【短編集】雪だるまに転生した僕は、なんにもしない砂礫零文芸・その他·純文学2024年09月15日公開日61,639文字完結いつかやってくる、大切な人の死。自分の死。
別れが近づくとき、あなたはなにを考え、どう生きる?
身近な死と生にまつわる短編集。
この作品が、誰もが心にかかえる傷に、寄り添うものでありますように。
(各短編は『小説家になろう』にも掲載しています)
第1話 【千文字短編】星の森のドラゴン

 チカ、チカ、チカ……


 気づけば、一面星の瞬く空間に私はいた。


 上も下も。


 星以外は何も見えない。




 …… ここはどこだろう。


 ぼんやり考える。


 プカプカ浮かんでいるようだが、手足は動かせない。


 …… 私は、どうなったのだろう。


 記憶はしっかりしているようだ。


 最も遠い記憶は、3歳頃。

 当時流行っていた宇宙戦隊の真似をして塀から飛び降り、怪我をした。


 痛かった上に怒られて納得いかなかったものだが…… あれは私を心配したからこそ、と思える程度には大人になっているようだ。

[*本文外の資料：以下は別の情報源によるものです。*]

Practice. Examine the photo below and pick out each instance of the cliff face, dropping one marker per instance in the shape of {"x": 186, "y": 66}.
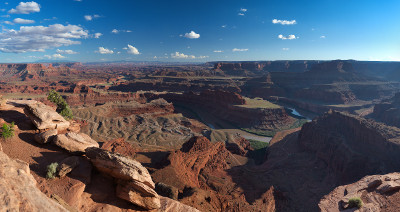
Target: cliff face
{"x": 202, "y": 170}
{"x": 378, "y": 193}
{"x": 224, "y": 105}
{"x": 262, "y": 67}
{"x": 351, "y": 146}
{"x": 388, "y": 111}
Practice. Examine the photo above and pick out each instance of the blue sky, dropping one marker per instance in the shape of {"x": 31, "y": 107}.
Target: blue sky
{"x": 150, "y": 30}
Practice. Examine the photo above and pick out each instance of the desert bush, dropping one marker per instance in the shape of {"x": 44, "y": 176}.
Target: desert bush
{"x": 51, "y": 170}
{"x": 62, "y": 106}
{"x": 7, "y": 131}
{"x": 355, "y": 202}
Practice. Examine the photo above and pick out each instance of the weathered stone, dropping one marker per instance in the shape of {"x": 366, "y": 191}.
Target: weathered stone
{"x": 167, "y": 191}
{"x": 67, "y": 165}
{"x": 139, "y": 194}
{"x": 388, "y": 186}
{"x": 75, "y": 142}
{"x": 44, "y": 117}
{"x": 374, "y": 191}
{"x": 46, "y": 137}
{"x": 119, "y": 166}
{"x": 18, "y": 191}
{"x": 170, "y": 205}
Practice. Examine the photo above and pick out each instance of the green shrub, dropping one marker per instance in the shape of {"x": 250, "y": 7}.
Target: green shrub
{"x": 7, "y": 131}
{"x": 51, "y": 170}
{"x": 62, "y": 106}
{"x": 355, "y": 202}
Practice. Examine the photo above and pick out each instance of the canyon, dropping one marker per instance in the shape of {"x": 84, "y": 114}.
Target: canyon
{"x": 186, "y": 125}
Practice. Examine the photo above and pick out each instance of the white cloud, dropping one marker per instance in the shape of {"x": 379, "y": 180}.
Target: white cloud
{"x": 39, "y": 38}
{"x": 88, "y": 17}
{"x": 97, "y": 35}
{"x": 192, "y": 35}
{"x": 103, "y": 50}
{"x": 116, "y": 31}
{"x": 240, "y": 50}
{"x": 66, "y": 51}
{"x": 178, "y": 55}
{"x": 50, "y": 19}
{"x": 58, "y": 56}
{"x": 91, "y": 17}
{"x": 289, "y": 37}
{"x": 284, "y": 22}
{"x": 26, "y": 8}
{"x": 132, "y": 50}
{"x": 23, "y": 21}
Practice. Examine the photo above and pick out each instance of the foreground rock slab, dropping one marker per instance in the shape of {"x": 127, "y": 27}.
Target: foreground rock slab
{"x": 75, "y": 142}
{"x": 134, "y": 183}
{"x": 44, "y": 117}
{"x": 18, "y": 191}
{"x": 139, "y": 194}
{"x": 119, "y": 166}
{"x": 170, "y": 205}
{"x": 376, "y": 191}
{"x": 67, "y": 165}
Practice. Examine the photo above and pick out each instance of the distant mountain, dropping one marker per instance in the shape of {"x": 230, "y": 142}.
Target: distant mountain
{"x": 54, "y": 61}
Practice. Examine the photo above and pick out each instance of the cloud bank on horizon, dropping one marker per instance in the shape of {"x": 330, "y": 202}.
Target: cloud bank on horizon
{"x": 80, "y": 30}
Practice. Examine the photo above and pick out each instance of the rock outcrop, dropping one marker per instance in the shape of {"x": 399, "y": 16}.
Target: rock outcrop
{"x": 170, "y": 205}
{"x": 75, "y": 142}
{"x": 46, "y": 137}
{"x": 67, "y": 165}
{"x": 345, "y": 142}
{"x": 134, "y": 182}
{"x": 18, "y": 191}
{"x": 377, "y": 192}
{"x": 388, "y": 111}
{"x": 45, "y": 117}
{"x": 202, "y": 170}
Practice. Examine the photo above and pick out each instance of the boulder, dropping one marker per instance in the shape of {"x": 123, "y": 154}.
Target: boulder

 そうだ、私は何の変哲もないブラック企業のサラリーマンで、ひたすら妻子のために働く日々だったはずだ。


 今日は珍しく健康診断で、病院に来ている。確か最新の機器でストレス値を測るとかで、昔のCTスキャンのような機械の中に横たわっていたような。


 その時流れていた、心落ち着く音楽は聞こえない…… ということは、私は眠ってしまっているのだろう。


 最近疲れているからな。

 測定が終わるまで、もう一眠りしてもいい。


 目覚めることはやめて、私はゆったりと星を眺める。


 …… 宇宙か。

 昔、憧れたな。


 …… あれ。

 でも宇宙の中なら、なぜ星が瞬くのだろう…… ああ、夢だからか。


 そうだ、ここを星の森と名付けよう。

 きっと私は今、この星の森の主…… 動いたら、美しい森を壊してしまうから動けない、何か大きな生き物…… そうだな、ドラゴンにでもなっているのだろう。


 星の森のドラゴン。


 星が瞬き、時が過ぎ行くのをただ眺める…… 静かに、静かに。


 …… 時々眠って見る夢では、私は相変わらず働いている。




 何日も会社に泊まり込む。

 帰宅すれば、妻が子供を連れて実家に行ってる。

 すぐには迎えに行く元気がなくて、泥のように眠る……




 目覚めればまた、美しいが変化のない星の森。



 微睡まどろみ、目覚め、また微睡まどろむ。



 夢の中は大変なことになっている。



 妻子を迎えに行く車の運転中、不意にかかる衝撃。自分が乗ってる筈の車が、追突されて横転する映像が見える……。







 目覚めた時まず見えたのは、心配そうな妻と子の顔。

 そして医師の顔。


「健康診断は……」


 いや、まだ夢の続きなのか。


「その健康診断の折から記憶を移し始めた培養脳を移植したんです。事故で脳死状態でしたから」


 培養脳モニター契約、良いタイミングでしたね、と医師が言う。


「無事で良かった……」


 妻子が涙ぐむ。



 しかし本当に、私の妻子だろうか。